On the Windows Server..
1. Install IAS on your Server2003 Memberserver or on Domaincontroller
2. Register your IAS in your AD (rightklick on the mmc on IAS to do that)
3. Add your IVE internal IP Address as Radius Client to IAS. configure Radius shared secret.
4. Configure RAS Policy on IAS
Select "Windows Group" like "Management Users" (or even "Domain Users" for testing)
5. On IAS RAS Policy, Profile.. Advanced delete all Attributes.
Add attribute Class (25) with a Value like for example "1"
6. Restart IAS Server each time you change the configuration
7. Configure additional RAS Policies, for the "Stuff Users" in this example. Give Attribute "Class" the Value "2"
1. configure Auth.Server "Radius". Configure Shared Secret (same like on IAS) and IAS IP-Address
2. Configure your userroles like "Management Users" and "Stuff Users"
3. On Realm Level, configure Rolemapping Rules
3.a. IF User attribute Class (25) is "1" then assign Role "Management Users"
3.b.
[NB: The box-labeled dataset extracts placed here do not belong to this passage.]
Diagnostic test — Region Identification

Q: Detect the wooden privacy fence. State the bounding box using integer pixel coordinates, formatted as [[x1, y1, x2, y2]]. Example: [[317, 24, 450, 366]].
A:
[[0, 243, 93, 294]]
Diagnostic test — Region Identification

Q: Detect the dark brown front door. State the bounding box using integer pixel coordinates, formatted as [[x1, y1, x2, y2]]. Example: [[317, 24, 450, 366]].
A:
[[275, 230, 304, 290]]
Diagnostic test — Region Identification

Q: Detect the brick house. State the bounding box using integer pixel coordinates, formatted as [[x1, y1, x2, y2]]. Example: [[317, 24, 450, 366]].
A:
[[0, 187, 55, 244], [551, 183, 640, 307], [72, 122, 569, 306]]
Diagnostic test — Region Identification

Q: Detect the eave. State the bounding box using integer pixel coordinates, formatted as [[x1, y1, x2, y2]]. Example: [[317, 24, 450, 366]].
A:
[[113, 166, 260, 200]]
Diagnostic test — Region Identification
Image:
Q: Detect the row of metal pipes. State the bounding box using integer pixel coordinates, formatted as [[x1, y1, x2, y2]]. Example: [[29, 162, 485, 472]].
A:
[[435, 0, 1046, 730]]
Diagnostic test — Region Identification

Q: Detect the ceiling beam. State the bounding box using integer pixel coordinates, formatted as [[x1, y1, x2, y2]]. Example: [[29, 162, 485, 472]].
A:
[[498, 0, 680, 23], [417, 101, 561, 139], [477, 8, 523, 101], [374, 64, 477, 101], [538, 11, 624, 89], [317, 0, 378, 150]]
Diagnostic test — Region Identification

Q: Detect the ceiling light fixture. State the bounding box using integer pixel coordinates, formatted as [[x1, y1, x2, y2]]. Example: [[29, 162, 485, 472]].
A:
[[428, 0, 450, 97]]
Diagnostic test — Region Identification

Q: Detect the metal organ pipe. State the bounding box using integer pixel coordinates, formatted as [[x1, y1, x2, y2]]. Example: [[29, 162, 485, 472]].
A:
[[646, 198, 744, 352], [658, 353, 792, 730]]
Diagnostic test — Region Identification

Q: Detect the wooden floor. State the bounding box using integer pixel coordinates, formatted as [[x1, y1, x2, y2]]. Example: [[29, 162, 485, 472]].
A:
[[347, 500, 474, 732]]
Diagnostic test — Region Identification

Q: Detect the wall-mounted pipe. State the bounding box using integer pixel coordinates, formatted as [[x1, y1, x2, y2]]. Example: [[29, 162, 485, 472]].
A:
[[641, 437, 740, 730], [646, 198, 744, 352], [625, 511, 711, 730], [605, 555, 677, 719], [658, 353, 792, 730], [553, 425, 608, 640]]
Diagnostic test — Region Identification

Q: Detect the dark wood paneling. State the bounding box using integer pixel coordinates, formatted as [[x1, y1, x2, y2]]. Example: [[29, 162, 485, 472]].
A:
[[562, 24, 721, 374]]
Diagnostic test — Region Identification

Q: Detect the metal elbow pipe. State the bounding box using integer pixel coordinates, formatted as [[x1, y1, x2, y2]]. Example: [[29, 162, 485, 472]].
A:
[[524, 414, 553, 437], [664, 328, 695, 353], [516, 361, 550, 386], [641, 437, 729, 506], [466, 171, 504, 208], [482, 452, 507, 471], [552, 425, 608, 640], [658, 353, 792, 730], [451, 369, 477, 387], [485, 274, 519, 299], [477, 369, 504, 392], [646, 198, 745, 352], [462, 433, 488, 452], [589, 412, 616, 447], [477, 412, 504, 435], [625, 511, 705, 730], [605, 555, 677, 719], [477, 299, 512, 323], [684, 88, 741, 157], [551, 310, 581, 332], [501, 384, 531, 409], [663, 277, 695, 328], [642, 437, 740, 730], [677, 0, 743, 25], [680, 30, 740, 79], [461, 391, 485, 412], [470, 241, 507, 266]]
IF User attribute Class (25) is "2" then assign Role "Stuff Users"
If a user logs in to IVE, the credentials of the user are transmitted encrypted to the IAS Radius Server.
The Radius Server proves in AD if the usercredentials are ok and if the user is in the configured windows group.
If the user is member of the group "Management Users", this RAS Policy will match, and the IAS will send a "RAdius Accept" Message back to IVE. PLUS the IAS will send Attribute "Class" with Value "1" to IVE.
Then the IVE will match the user to the role "Management Users" because of the Value of Variable Class.
Why is this the best solution?
The IVE AD integration works with winbind. This is much more complicated and "more things can go wrong".
When you use AD for Authentication and Groupmembership, you have to use Global Catalog on IVE.
With Radius you have a dead easy, stable and scalable solution.
You can also easily use your IAS as RadiusProxy and also integrate Users from other Windows Domains, according to their "prefix" on logon, for example domain1\username and domain2\username.
You can troubleshoot the process easily via Windows System Events Log.
You can also use policytracer, tcpdump and network monitor to see which attributes the IAS is returning.
I installed several SAs and tried everything out, also did AD Authentication, but my expirience is - go with Radius and it will be done fast and with much less headache.